TitleMICROMORPHOLOGICAL AND C-13 NMR CHARACTERIZATION OF A HUMIC, LIGNIC, AND HISTIC FOLISOL FROM BRITISH-COLUMBIA
Publication TypeJournal Article
Year of Publication1994
AuthorsFox, CA, Preston, CM, Fyfe, CA
JournalCanadian Journal of Soil Science
Volume74
Pagination1-15
Date PublishedFeb
Type of ArticleArticle
ISBN Number0008-4271
KeywordsC-13 NMR, CHEMICAL-COMPOSITION, DECOMPOSITION, FAUNAL ACTIVITY, FOLISOL, FOREST SOILS, IONIZATION MASS-SPECTROMETRY, IR, LITTER, MICROMORPHOLOGY, NITROGEN, NUCLEAR-MAGNETIC-RESONANCE, ORGANIC-MATTER, SPECTROSCOPY
Abstract

The thick folic (mainly upland forest) materials (> 40 cm of accumulated organic material) that occur in the Coastal Western Hemlock Biogeoclimatic Zone in British Columbia have not been described with regard to the spatial interrelationships of the soil constituents in context with the chemical composition of the different horizons.
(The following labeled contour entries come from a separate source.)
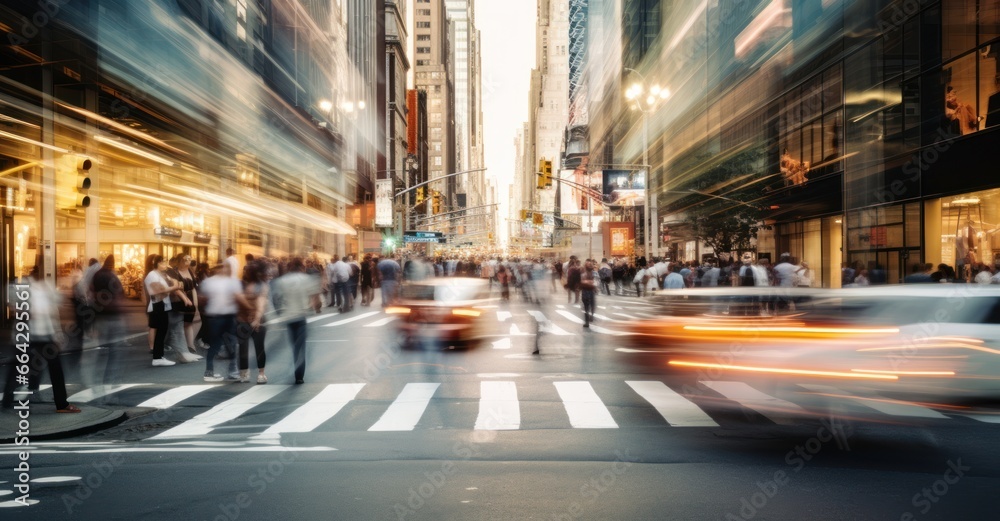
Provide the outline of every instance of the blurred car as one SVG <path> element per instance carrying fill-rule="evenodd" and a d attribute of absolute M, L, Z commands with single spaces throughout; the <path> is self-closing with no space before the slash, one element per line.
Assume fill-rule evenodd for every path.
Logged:
<path fill-rule="evenodd" d="M 797 295 L 784 311 L 768 296 L 774 289 L 668 304 L 674 314 L 633 326 L 633 344 L 658 344 L 675 369 L 836 381 L 850 392 L 921 401 L 1000 399 L 1000 287 L 780 290 Z M 734 305 L 742 311 L 723 311 Z"/>
<path fill-rule="evenodd" d="M 404 348 L 469 348 L 492 333 L 483 309 L 490 302 L 488 280 L 438 277 L 407 282 L 385 312 L 399 316 L 395 324 Z"/>

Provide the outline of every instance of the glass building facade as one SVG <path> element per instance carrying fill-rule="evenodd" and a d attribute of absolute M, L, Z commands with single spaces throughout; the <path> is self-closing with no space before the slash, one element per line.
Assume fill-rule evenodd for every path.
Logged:
<path fill-rule="evenodd" d="M 809 262 L 816 285 L 840 286 L 844 263 L 899 282 L 918 262 L 960 278 L 1000 262 L 988 152 L 1000 144 L 1000 2 L 678 0 L 660 13 L 634 65 L 672 91 L 648 121 L 654 254 L 716 255 L 699 219 L 753 206 L 765 226 L 751 248 Z M 625 123 L 592 140 L 638 162 L 639 118 L 601 103 L 620 104 Z"/>
<path fill-rule="evenodd" d="M 4 2 L 4 281 L 36 259 L 65 286 L 109 254 L 128 282 L 151 253 L 357 251 L 360 82 L 337 4 L 296 5 Z"/>

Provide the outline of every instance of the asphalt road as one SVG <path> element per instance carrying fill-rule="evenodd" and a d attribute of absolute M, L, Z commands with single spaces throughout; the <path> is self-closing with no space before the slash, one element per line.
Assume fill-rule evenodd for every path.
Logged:
<path fill-rule="evenodd" d="M 561 298 L 497 303 L 494 336 L 445 352 L 397 349 L 378 308 L 326 313 L 299 386 L 281 330 L 267 385 L 150 367 L 136 341 L 120 348 L 122 385 L 102 387 L 107 350 L 85 351 L 67 364 L 71 400 L 132 419 L 35 444 L 28 507 L 13 504 L 23 448 L 0 446 L 4 518 L 994 518 L 995 411 L 887 414 L 788 384 L 699 383 L 621 350 L 620 321 L 649 311 L 638 299 L 598 304 L 588 331 Z"/>

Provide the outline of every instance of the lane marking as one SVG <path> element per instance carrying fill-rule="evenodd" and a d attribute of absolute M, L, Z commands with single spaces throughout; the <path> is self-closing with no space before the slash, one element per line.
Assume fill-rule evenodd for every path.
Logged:
<path fill-rule="evenodd" d="M 282 432 L 311 432 L 340 412 L 364 386 L 363 383 L 330 384 L 312 400 L 302 404 L 255 438 L 269 437 Z"/>
<path fill-rule="evenodd" d="M 338 320 L 336 322 L 330 322 L 329 324 L 323 324 L 322 327 L 333 327 L 333 326 L 340 326 L 343 324 L 349 324 L 351 322 L 356 322 L 358 320 L 364 320 L 372 315 L 378 315 L 379 313 L 381 313 L 381 311 L 369 311 L 367 313 L 362 313 L 356 317 L 345 318 L 344 320 Z"/>
<path fill-rule="evenodd" d="M 750 387 L 746 382 L 702 381 L 701 383 L 743 407 L 757 411 L 777 424 L 793 425 L 796 422 L 788 417 L 790 414 L 807 414 L 807 411 L 802 407 L 781 398 L 764 394 Z"/>
<path fill-rule="evenodd" d="M 258 385 L 244 391 L 190 420 L 153 436 L 150 439 L 204 436 L 215 428 L 275 397 L 287 385 Z"/>
<path fill-rule="evenodd" d="M 167 409 L 173 407 L 178 403 L 187 400 L 188 398 L 202 392 L 207 391 L 213 387 L 220 387 L 219 385 L 182 385 L 180 387 L 174 387 L 173 389 L 168 389 L 142 403 L 136 407 L 155 407 L 157 409 Z"/>
<path fill-rule="evenodd" d="M 674 427 L 718 427 L 705 411 L 659 381 L 626 381 L 639 396 L 652 405 Z"/>
<path fill-rule="evenodd" d="M 410 383 L 406 384 L 403 392 L 399 393 L 396 400 L 385 411 L 385 414 L 369 431 L 412 431 L 424 415 L 427 405 L 437 391 L 439 383 Z"/>
<path fill-rule="evenodd" d="M 140 385 L 149 384 L 122 384 L 122 385 L 95 385 L 90 389 L 84 389 L 73 396 L 68 398 L 70 402 L 89 402 L 91 400 L 96 400 L 98 398 L 103 398 L 109 394 L 117 393 L 118 391 L 124 391 L 132 387 L 137 387 Z M 51 386 L 50 386 L 51 387 Z M 39 389 L 41 390 L 41 389 Z"/>
<path fill-rule="evenodd" d="M 539 328 L 546 333 L 551 333 L 553 335 L 559 335 L 559 336 L 566 336 L 573 334 L 557 326 L 555 322 L 546 318 L 545 314 L 542 313 L 541 311 L 538 311 L 537 309 L 529 309 L 528 314 L 531 315 L 536 322 L 538 322 Z"/>
<path fill-rule="evenodd" d="M 514 382 L 480 382 L 479 389 L 479 417 L 476 418 L 476 430 L 500 431 L 521 428 L 521 409 Z"/>
<path fill-rule="evenodd" d="M 920 405 L 902 403 L 898 401 L 890 400 L 868 400 L 861 396 L 854 396 L 851 393 L 830 385 L 819 385 L 819 384 L 799 384 L 799 387 L 808 389 L 816 393 L 822 393 L 825 395 L 834 395 L 834 397 L 848 398 L 852 402 L 864 405 L 869 409 L 874 409 L 878 412 L 888 414 L 889 416 L 909 416 L 915 418 L 944 418 L 948 417 L 941 414 L 934 409 L 928 409 Z"/>
<path fill-rule="evenodd" d="M 594 392 L 590 382 L 552 382 L 563 401 L 569 423 L 574 429 L 617 429 L 611 411 Z"/>
<path fill-rule="evenodd" d="M 382 326 L 384 326 L 384 325 L 386 325 L 386 324 L 388 324 L 388 323 L 390 323 L 390 322 L 392 322 L 394 320 L 399 320 L 399 317 L 396 316 L 396 315 L 393 315 L 391 317 L 385 317 L 382 320 L 376 320 L 375 322 L 372 322 L 371 324 L 365 324 L 365 327 L 382 327 Z"/>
Micromorphological assessment and solid-state C-13 NMR were used to characterize the accumulated folic materials from a Lignic Folisol (northern Vancouver Island), Histic Folisol (Prince Rupert, BC) and a Humic Folisol (Queen Charlotte Islands, BC). Micromorphology provided information on the spatial relationships of the soil constituents and C-13 NMR provided data on the chemical components of the folic materials. Soil faunal activity, primarily from mites, was the dominant soil-forming process observed in the organic horizons of the Folisols, being especially prominent in the Lignic Folisol with the breakdown of woody materials. Solid state C-13 CPMAS NMR spectra facilitated distinguishing three main types of horizons: (1) Horizons derived from accumulated residues (L, Fr, and Hr) showing higher carbohydrate-like C and O-alkyl C values and lower total aromatics; (2) Horizons with advanced decomposition (Hr2, Oh1, and Hd) which were higher in alkyl C; and (3) Horizons derived from ligneous material (Fw and Hdw) where carbohydrate-like C was less than total aromatic C. Implications for adequate nutrient content and forest growth were inferred from the observed micromorphology and chemical composition of the folic materials.